Depreciation is provided under the 'Straight-line' method as per the useful life specified in Schedule II to the Companies Act, 2013. Residual values of assets are measured at not more than 5% of their original cost. For assets added or disposed during the year, depreciation is charged on pro-rata basis from the date of addition or till the date of disposal.
Impairment of Assets
At the end of each reporting period, the carrying amounts of Property, Plant & Equipment, and Intangible assets are tested for impairment. An Impairment loss is recognised for an amount by which the asset's carrying amount exceeds its recoverable amount. The recoverable amount is the higher of an asset's fair value less costs of disposal and Value-in-use.
Value-in-use is the present value of future cash flows discounted using a rate which reflects the current market rates and the risks specific to the asset.

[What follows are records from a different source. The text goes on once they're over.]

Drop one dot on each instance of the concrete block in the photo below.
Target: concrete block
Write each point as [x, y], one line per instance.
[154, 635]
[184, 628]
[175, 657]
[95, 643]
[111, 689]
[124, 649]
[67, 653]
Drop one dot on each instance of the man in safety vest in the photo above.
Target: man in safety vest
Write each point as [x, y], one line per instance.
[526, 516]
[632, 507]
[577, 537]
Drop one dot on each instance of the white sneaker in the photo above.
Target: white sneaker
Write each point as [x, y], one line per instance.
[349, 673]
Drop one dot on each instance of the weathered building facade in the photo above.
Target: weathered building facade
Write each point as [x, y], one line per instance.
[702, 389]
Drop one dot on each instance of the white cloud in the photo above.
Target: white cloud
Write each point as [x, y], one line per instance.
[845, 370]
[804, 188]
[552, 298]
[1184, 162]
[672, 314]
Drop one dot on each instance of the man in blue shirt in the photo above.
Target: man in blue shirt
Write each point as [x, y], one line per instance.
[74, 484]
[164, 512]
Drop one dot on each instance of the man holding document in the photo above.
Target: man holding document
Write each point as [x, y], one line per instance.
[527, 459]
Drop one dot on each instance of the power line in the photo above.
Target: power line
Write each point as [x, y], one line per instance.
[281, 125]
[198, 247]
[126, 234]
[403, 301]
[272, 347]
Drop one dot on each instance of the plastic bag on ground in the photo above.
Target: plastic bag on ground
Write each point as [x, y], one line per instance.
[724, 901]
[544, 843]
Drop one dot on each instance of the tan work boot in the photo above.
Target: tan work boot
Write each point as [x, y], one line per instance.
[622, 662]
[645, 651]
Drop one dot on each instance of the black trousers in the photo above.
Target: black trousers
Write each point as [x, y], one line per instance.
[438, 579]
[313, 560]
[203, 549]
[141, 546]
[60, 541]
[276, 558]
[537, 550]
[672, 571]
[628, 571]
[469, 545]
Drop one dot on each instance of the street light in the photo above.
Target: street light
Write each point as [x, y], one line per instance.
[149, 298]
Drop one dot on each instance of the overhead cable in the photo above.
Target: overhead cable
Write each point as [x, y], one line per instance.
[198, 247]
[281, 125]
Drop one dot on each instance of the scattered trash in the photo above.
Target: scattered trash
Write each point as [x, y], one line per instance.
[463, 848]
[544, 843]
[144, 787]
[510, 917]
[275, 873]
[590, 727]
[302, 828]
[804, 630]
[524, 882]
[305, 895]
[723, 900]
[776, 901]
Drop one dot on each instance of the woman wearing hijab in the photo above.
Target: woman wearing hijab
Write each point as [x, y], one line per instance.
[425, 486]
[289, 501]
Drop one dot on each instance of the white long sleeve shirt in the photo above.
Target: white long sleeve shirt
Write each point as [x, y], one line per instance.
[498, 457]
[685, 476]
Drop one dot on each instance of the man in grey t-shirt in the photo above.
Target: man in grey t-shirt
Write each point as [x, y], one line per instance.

For the purposes of assessing impairment, assets are grouped at the lowest levels (cash-generating units) for which independent cash inflows can be identified. Impairment losses, if any, are recognised in the Statement of Profit and Loss and included in depreciation and amortisation expenses.
Investments
Long-term investments are valued at cost less provision for diminution in value, if the diminution is other than temporary. Current investments are valued at lower of cost and fair value. Gain or loss arising on the sale of investments is computed as a difference between carrying amount and the proceeds from sale, net of any expenses. Such gain or loss is recognised in the Statement of Profit and Loss.
Inventories
Inventories are valued at the lower of cost and net realisable value. Cost is computed on a 'First In First Out' basis.
Cost of raw materials and stores and spares includes cost of purchase and other costs incurred in bringing the inventories to their present location and condition. The aforesaid items are valued at net realisable value if the finished products in which they are to be incorporated are expected to be sold at a loss. Cost of finished goods and work-in-progress include all costs of purchases, conversion costs and other costs incurred in bringing the inventories to their present location and condition. The net realisable value is the estimated selling price in the
ordinary course of business less the estimated costs of completion and estimated costs necessary to make the sale.
Trade Receivables and Loans and Advances
Trade Receivables and Loans and Advances are presented after making adequate provision for any shortfall in their recovery. The provision and any subsequent recovery is recognised in the Profit and Loss statement. Bad debts are written off when they are identified.
Cash and cash equivalents
All highly liquid financial instruments, which are readily convertible into known amount of cash that are subject to an insignificant risk of change in value and having original maturities of three months or less from the date of purchase are considered to be cash equivalents.